CD-ROM: looks just like a standard CD but holds an awful lot of digital data (650 Mb), including text, animation, graphics, film and sound. Unfortunately, you can only ''read'' or copy data from a CD-ROM (Read Only Memory); you can't put anything on to it.

Floppy disk: old-fashioned plastic square which stores a small amount of data (1.44 Mb). Your PC can copy data on to a floppy disk. But not much.

Graphics card (video controller): an internal circuitboard dedicated to making your PC colourful. A 3D card is essential for modern games. Especially those of the Lara Croft variety.

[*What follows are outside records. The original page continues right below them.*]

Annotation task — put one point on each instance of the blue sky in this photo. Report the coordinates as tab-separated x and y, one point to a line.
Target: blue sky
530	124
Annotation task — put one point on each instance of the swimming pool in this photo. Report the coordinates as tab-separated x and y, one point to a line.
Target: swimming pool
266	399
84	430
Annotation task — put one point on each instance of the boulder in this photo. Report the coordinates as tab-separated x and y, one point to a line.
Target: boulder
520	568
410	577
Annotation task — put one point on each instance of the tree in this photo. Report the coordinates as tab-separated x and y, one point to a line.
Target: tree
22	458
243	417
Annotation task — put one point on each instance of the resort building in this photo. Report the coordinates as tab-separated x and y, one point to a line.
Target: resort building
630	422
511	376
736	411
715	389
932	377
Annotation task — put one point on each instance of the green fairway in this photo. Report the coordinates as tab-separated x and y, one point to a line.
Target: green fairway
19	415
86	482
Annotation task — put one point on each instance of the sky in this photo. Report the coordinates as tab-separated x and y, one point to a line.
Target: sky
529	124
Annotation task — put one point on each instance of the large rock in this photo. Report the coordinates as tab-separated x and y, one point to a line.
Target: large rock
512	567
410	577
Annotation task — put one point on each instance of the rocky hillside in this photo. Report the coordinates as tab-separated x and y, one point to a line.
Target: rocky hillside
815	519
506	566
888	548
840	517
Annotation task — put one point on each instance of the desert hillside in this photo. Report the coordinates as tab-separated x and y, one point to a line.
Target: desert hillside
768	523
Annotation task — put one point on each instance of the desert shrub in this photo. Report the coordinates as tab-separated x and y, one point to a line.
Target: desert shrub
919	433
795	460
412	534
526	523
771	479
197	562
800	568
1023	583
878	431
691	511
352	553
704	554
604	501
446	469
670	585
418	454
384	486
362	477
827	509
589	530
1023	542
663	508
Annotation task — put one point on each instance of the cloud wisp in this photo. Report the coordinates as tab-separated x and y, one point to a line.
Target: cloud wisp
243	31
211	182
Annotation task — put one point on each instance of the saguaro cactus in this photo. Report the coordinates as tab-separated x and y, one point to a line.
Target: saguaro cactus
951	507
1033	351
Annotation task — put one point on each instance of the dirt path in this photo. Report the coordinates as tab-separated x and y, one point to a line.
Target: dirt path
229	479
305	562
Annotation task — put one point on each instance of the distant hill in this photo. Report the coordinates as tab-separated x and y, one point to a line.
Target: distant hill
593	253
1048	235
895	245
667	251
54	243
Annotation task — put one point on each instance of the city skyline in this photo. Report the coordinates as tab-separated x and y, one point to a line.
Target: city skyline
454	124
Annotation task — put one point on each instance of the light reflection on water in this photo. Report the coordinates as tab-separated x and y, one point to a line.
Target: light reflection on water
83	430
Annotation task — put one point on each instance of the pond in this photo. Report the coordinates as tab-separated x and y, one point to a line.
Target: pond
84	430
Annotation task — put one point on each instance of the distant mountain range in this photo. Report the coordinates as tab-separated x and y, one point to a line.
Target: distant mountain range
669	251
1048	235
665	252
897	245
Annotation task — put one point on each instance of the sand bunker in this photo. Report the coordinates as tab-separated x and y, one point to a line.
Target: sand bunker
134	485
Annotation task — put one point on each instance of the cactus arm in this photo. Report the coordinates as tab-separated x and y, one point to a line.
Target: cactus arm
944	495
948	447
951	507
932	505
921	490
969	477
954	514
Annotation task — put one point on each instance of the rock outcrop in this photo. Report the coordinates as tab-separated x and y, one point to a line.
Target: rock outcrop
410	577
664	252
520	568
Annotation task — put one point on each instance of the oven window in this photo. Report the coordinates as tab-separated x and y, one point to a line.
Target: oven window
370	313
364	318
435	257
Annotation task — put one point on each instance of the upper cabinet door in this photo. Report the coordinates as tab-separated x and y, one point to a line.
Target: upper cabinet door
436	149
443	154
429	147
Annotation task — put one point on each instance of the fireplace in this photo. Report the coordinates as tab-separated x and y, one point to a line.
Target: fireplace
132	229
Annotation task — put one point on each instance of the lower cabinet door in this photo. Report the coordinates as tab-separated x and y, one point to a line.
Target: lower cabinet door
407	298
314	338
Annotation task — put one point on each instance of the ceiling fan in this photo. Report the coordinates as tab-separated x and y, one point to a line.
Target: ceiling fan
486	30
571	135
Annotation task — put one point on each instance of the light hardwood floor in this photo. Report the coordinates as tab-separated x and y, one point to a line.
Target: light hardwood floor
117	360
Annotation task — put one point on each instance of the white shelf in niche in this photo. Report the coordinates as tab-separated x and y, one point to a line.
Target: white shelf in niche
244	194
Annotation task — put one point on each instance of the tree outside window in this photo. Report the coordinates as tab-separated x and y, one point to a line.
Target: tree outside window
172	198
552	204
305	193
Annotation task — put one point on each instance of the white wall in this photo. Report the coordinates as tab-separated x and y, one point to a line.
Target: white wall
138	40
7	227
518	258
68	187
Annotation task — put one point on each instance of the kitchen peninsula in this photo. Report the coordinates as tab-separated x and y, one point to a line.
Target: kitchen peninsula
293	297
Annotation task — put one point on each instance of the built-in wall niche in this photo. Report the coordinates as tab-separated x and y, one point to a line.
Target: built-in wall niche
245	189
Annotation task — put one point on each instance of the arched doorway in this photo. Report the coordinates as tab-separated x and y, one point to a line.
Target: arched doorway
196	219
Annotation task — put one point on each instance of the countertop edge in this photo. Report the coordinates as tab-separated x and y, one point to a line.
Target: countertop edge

Hard disk: like a floppy disk only harder and much bigger. It lives inside your PC box and stores all your information. Its capacity is measured in those massive Gbs.

Keyboard: like a typewriter, only connected to your PC.

Modem: a device which enables digital signals from your PC to be sent down the telephone line, and vice versa. Essential to get connected to the Internet. Therefore essential.

Monitor: like a high resolution TV only connected to your PC.

Motherboard: a big circuitboard at the heart of your PC. Your processor, graphics card and sound card are all plugged into it.

Mouse: hand-held slidy clicky thing.

PC: personal computer. As opposed to an impersonal one.

Pipeline Burst Cache: quote: ''This is a form of L2 cache that uses pipelining to speed data access by being able to feed data to the CPU at the same time it pulls data from memory. The burst mode also allows the cache to fetch additional data from main memory before the CPU requests it.'' Quite. Just make sure you get some.

Printer: inkjets are cheap and can print in colour; lasers are better and faster but print in black-and-white only.

Processor (or CPU): the brainy chip which does all the thinking. You will certainly want a Pentium (fast), possibly a Pentium MMX (fast and good for games) and probably a Pentium II (new, very fast and fully upgradeable). A processor's speed is measured in MHz - look for any number over 166.

RAM: Random Access Memory. Makes your programmes work. Comes in lots of flavours - SD RAM is tastiest. Look for 32 Mb or more. Don't settle for 16 Mb.

Scanner: machine which digitises pictures and gets them on to your PC.

Sound card: like a graphics card only dedicated to making your PC noisy. Make yours a SoundBlaster.

Speakers: computer speakers are almost universally rubbish. Chuck them out and plug your PC into your stereo.